Il fait en outre une série de recommandations visant à renforcer le lien entre :

  • sécurité et développement,
  • aide humanitaire et développement.

Migration et développement : le Parlement insiste tout particulièrement sur le rôle de la coopération au développement dans la lutte contre les causes profondes de la migration, comme la fragilité étatique, les conflits, l’insécurité et la marginalisation, la pauvreté et les violations des droits de l’homme. Il demande par conséquent une aide au développement relative à la migration, portant également sur les pays d’origine et de transit des migrants.
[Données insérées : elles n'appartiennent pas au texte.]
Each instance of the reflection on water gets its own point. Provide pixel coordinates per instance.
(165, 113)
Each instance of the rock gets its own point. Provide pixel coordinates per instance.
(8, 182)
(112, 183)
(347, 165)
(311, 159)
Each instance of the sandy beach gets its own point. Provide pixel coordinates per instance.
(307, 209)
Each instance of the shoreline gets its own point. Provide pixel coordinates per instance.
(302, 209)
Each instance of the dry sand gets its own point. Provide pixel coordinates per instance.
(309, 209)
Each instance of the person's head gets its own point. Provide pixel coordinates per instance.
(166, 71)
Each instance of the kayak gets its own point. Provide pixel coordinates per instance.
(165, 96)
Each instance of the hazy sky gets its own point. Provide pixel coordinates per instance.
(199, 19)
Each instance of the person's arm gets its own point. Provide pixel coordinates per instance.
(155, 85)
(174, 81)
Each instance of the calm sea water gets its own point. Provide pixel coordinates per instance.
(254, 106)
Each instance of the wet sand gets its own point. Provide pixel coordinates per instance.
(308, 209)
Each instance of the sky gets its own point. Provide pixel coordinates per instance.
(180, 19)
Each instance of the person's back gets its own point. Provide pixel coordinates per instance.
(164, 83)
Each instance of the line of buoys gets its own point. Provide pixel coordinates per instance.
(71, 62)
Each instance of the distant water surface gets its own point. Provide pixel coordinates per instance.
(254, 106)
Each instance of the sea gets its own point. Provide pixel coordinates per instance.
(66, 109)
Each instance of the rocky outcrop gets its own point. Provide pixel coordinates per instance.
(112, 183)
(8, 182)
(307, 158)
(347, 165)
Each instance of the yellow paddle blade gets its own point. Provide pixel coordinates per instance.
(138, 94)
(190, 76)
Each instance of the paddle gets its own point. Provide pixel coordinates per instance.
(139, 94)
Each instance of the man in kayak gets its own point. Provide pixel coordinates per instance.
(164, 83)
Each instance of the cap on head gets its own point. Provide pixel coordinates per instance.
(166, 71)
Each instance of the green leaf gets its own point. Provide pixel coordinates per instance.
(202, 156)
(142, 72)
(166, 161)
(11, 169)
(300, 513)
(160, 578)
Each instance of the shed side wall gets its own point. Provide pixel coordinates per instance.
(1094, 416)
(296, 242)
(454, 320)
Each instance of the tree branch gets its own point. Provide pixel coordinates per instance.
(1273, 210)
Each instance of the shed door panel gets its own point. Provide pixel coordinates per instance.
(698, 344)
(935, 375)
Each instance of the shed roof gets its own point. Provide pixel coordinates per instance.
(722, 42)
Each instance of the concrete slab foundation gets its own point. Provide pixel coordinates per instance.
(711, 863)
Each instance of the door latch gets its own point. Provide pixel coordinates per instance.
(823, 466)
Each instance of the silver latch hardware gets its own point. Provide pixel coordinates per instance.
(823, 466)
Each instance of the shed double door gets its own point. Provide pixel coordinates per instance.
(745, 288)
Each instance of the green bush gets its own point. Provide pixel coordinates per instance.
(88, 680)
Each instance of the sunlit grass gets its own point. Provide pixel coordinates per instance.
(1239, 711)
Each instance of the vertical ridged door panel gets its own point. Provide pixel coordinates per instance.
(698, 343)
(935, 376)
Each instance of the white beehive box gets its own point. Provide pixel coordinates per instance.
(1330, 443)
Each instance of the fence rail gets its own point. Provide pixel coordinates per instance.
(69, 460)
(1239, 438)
Aide humanitaire ; le Parlement souligne qu’il est nécessaire de renforcer les liens entre l’aide humanitaire et la coopération au développement afin de faire face au manque de financements, d’éviter les chevauchements et la création de systèmes parallèles. Il invite l’Union à honorer son engagement de consacrer, d’ici 2020, au moins 25% de son aide humanitaire aux acteurs locaux et nationaux de la manière la plus directe possible, comme convenu dans le cadre du «Grand Bargain» («Grand compromis»).

Il rappelle au passage les principes fondamentaux de l’aide humanitaire:

  • l’humanité,
  • la neutralité,
  • l’indépendance
  • l’impartialité.

Il salue par ailleurs la détermination avec laquelle la Commission s’est opposée à la fusion du consensus européen pour le développement et du consensus européen sur l’aide humanitaire.

Coopération au développement européenne : le Parlement rappelle enfin les avantages comparatifs offerts par l’action européenne de développement, notamment sa présence à l’échelle mondiale, la flexibilité offerte par sa gamme d’instruments et ses moyens de mise en œuvre. Il appelle dès lors à la traduction de ces avantages en actions dans tous les domaines énumérés dans la présente résolution.